Prof. Russell Rickford, history, organized the event with the Cornell Coalition for Inclusive Democracy.

“[We] hope to underscore the need for the University to take concrete steps to protect the safety, security, privacy and dignity of some of the most vulnerable members of our community,” Rickford said.

Their demands from the University include establishing an alternative source of funding for students with and without Deferred Action for Childhood Arrivals, strengthening the Cornell police department’s commitment to nondisclosure, providing housing for vulnerable students, hosting international scholars fleeing dangerous countries and lobbying in Albany and Washington D.C.

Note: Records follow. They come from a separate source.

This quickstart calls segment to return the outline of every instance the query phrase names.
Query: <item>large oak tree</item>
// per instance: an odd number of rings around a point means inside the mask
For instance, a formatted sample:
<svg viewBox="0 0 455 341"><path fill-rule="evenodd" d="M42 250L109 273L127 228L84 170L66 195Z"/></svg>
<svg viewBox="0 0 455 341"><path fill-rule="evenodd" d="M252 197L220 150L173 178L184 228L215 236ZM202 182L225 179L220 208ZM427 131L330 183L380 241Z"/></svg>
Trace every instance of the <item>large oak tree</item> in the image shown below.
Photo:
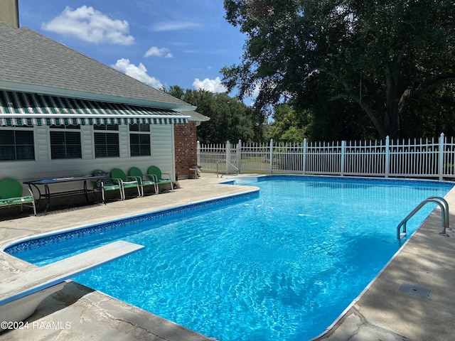
<svg viewBox="0 0 455 341"><path fill-rule="evenodd" d="M257 105L309 99L356 104L378 135L400 136L407 111L455 80L455 1L225 0L247 35L238 65L222 70ZM318 91L318 94L315 94ZM408 129L412 130L412 129Z"/></svg>

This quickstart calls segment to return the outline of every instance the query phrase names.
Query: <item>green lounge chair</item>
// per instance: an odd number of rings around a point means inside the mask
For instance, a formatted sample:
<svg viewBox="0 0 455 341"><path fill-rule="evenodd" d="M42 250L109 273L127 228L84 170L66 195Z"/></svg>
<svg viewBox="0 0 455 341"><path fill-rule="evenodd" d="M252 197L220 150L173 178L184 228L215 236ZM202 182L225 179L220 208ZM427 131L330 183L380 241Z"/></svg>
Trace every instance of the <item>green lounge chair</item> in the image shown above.
<svg viewBox="0 0 455 341"><path fill-rule="evenodd" d="M158 185L156 183L156 181L155 181L154 177L149 176L149 180L146 179L145 178L146 175L143 174L142 170L141 170L137 167L132 167L131 168L129 168L128 175L132 178L134 178L139 182L141 185L141 197L144 196L144 186L154 186L154 188L155 188L155 193L158 193Z"/></svg>
<svg viewBox="0 0 455 341"><path fill-rule="evenodd" d="M120 200L123 200L124 199L123 191L122 190L122 186L112 182L109 173L97 169L93 171L93 175L100 176L106 175L105 178L95 181L93 183L93 192L96 193L97 190L101 192L101 197L102 198L103 204L106 205L105 192L118 190L120 193Z"/></svg>
<svg viewBox="0 0 455 341"><path fill-rule="evenodd" d="M157 185L161 185L163 183L170 183L171 190L173 191L173 184L172 179L171 178L171 174L168 173L161 173L161 170L156 166L151 166L147 170L147 175L154 177ZM167 178L162 178L163 175L166 175ZM159 193L159 192L157 192Z"/></svg>
<svg viewBox="0 0 455 341"><path fill-rule="evenodd" d="M0 181L0 207L9 207L16 205L21 205L21 212L23 206L33 209L33 215L36 215L35 198L30 188L27 188L29 195L23 195L23 188L17 180L6 178Z"/></svg>
<svg viewBox="0 0 455 341"><path fill-rule="evenodd" d="M124 200L127 197L125 195L125 188L136 188L137 189L137 196L141 196L141 185L139 180L135 177L127 176L125 172L122 170L120 168L114 168L111 170L111 179L112 179L112 181L114 181L114 183L117 183L122 186Z"/></svg>

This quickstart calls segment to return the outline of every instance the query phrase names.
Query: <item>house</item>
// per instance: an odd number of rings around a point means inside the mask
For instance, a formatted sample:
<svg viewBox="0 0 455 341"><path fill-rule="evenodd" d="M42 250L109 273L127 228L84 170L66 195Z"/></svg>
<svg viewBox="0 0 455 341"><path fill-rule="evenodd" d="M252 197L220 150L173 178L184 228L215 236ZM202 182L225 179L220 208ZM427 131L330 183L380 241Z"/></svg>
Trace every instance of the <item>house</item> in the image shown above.
<svg viewBox="0 0 455 341"><path fill-rule="evenodd" d="M187 176L197 162L196 128L208 119L196 109L32 30L0 22L0 178L145 171L151 165L173 179L177 171Z"/></svg>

“[These measures] draw on the best aspects of Cornell and Ithaca’s abolitionist and sanctuary traditions,” Rickford said. “Cornell has a duty to create an atmosphere of dignity, human rights and academic freedom.”

Despite Interim President Hunter Rawlings’ earlier statement to the Cornell community that addressed most of these measures, Rickford explained that the administration is not doing as much as it should.

“Cornell continues to lag behind scores of universities and colleges across the country who have taken much more robust steps to protect targeted and potentially targeted members of their communities,” he said.

Rickford also rejected the idea that protesting on campus is detrimental to education.

“Taking a stand on the protection of human rights helps place the discourse of justice at the center of university life,” he said. “And justice — not professionalization — is what education is ultimately about.”

Rickford hopes that a “public demonstration [will] display the power of dissent” and force the University to create a specific plan.

“We say ‘any person, any study,’” he said. “Now is the time to prove it.”